Ein Staat wie Israel, der sich in erster Linie im Zusammenhang mit der Religion versteht, muss in den Augen der Linken "reaktionär" sein - und deshalb fundamental verändert werden. Die logische Folge: Die Linke hat als strategisches Ziel einen Staat Palästina, in dem Muslime und Juden einträchtig miteinander leben. So lautet die politische Lyrik, an die sich weder die Juden noch die Muslime halten, die weiter jüdisch oder muslimisch bleiben wollen, obwohl - wie es die Linke meint - Religion eben Opium fürs Volk ist. Das wiederum bedeutet, dass die Linke Juden und palästinensischen Muslimen eine Ordnung aufzwängen will, welche die Betroffenen dankend ablehnen.

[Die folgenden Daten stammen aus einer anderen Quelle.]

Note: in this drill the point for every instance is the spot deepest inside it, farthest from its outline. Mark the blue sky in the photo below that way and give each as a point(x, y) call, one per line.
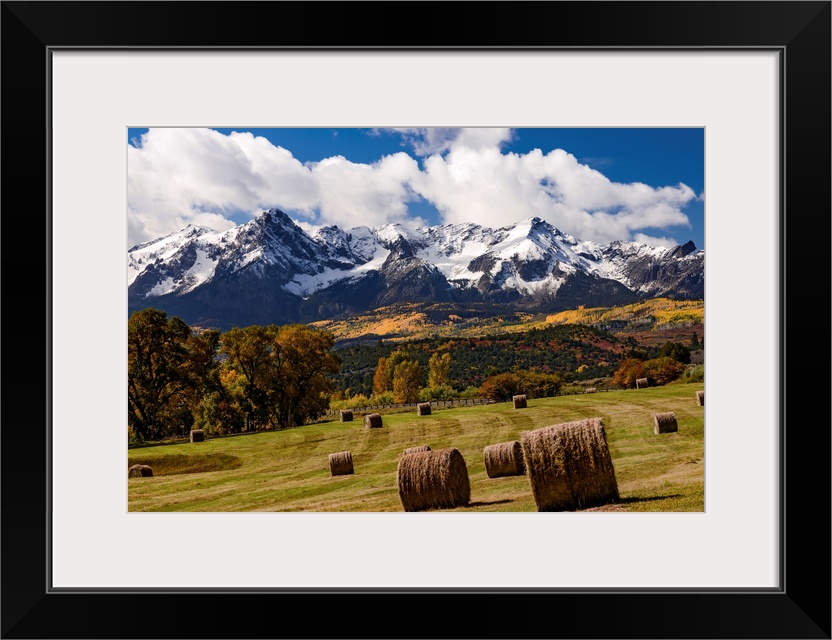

Jenseits von Ideologie und Theologie prägt auch die Ökonomie und die Philosophie der Ökonomie den faktischen Antisemitismus der Linken. Die Juden waren und sind - einst, heute und sicher auch morgen - in ihrer großen Mehrheit innerhalb des kapitalistischen Systems aufstiegsorientiert. Sie identifizieren sich mit dem Kern der kapitalistischen Philosophie: Aufstieg durch Leistung und Belohnung von Leistung.

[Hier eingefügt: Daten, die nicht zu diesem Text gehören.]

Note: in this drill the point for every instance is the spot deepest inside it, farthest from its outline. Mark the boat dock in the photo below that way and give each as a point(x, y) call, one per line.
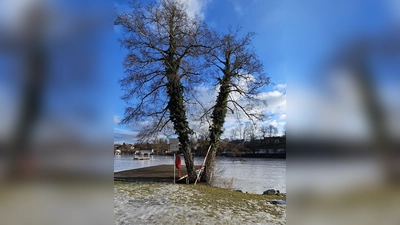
point(160, 173)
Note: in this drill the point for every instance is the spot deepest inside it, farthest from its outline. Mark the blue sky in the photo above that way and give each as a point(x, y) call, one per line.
point(269, 45)
point(296, 40)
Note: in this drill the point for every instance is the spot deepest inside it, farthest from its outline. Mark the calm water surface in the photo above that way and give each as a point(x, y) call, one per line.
point(248, 174)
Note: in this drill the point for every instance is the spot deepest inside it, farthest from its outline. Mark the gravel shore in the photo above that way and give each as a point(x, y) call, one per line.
point(164, 203)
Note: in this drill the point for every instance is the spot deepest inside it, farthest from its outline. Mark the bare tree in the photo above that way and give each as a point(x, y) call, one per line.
point(242, 80)
point(160, 66)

Die Juden haben sich nie mit dem zügellosen Kapitalismus identifiziert und haben ihn durch Liberal-Bürgerrechtliches, Soziales und auch Mäzenatentum gezähmt und abgefedert. Aber die grundsätzliche Identifizierung mit Liberalismus und Kapitalismus lässt sich nicht abstreiten. Sie ist eine Tatsache. Nur im liberal-kapitalistischen System konnten und können sich Juden frei entfalten - mit wenigen Ausnahmen, denn es gab und gibt bekanntlich auch jüdische Kommunisten und Sozialisten, denen Kapitalismus und Religion ein Albtraum bedeuten. Zu Pro-"Kapitalisten" muss die Linke auf Antikurs gehen.

Abgeleitet aus Ideologie, Theologie und Ökonomie erklärt auch die Soziologie der Juden das Anti der Linken. Diese versteht sich als die Partei des Proletariats, des "kleinen Mannes" und - politisch korrekt - der "kleinen Frau". Die Juden sahen und sehen sich als Teil der "Bourgeoisie". Die wiederum sahen und sehen die traditionelle Linke ebenso wie die Partei Die Linke marxistisch formuliert als "Klassenfeind". Wohlgemerkt, Feind.

Schwarz oder Weiß, Feind oder Freund - das kennzeichnet das Denken der Linken historisch und das Denken und Handeln der Partei. Die Linke ist antisemitisch. Sie muss es sein, wenn sie links sein will. Wer nicht antisemitisch sein möchte, hat im Prinzip in der Partei nichts zu suchen.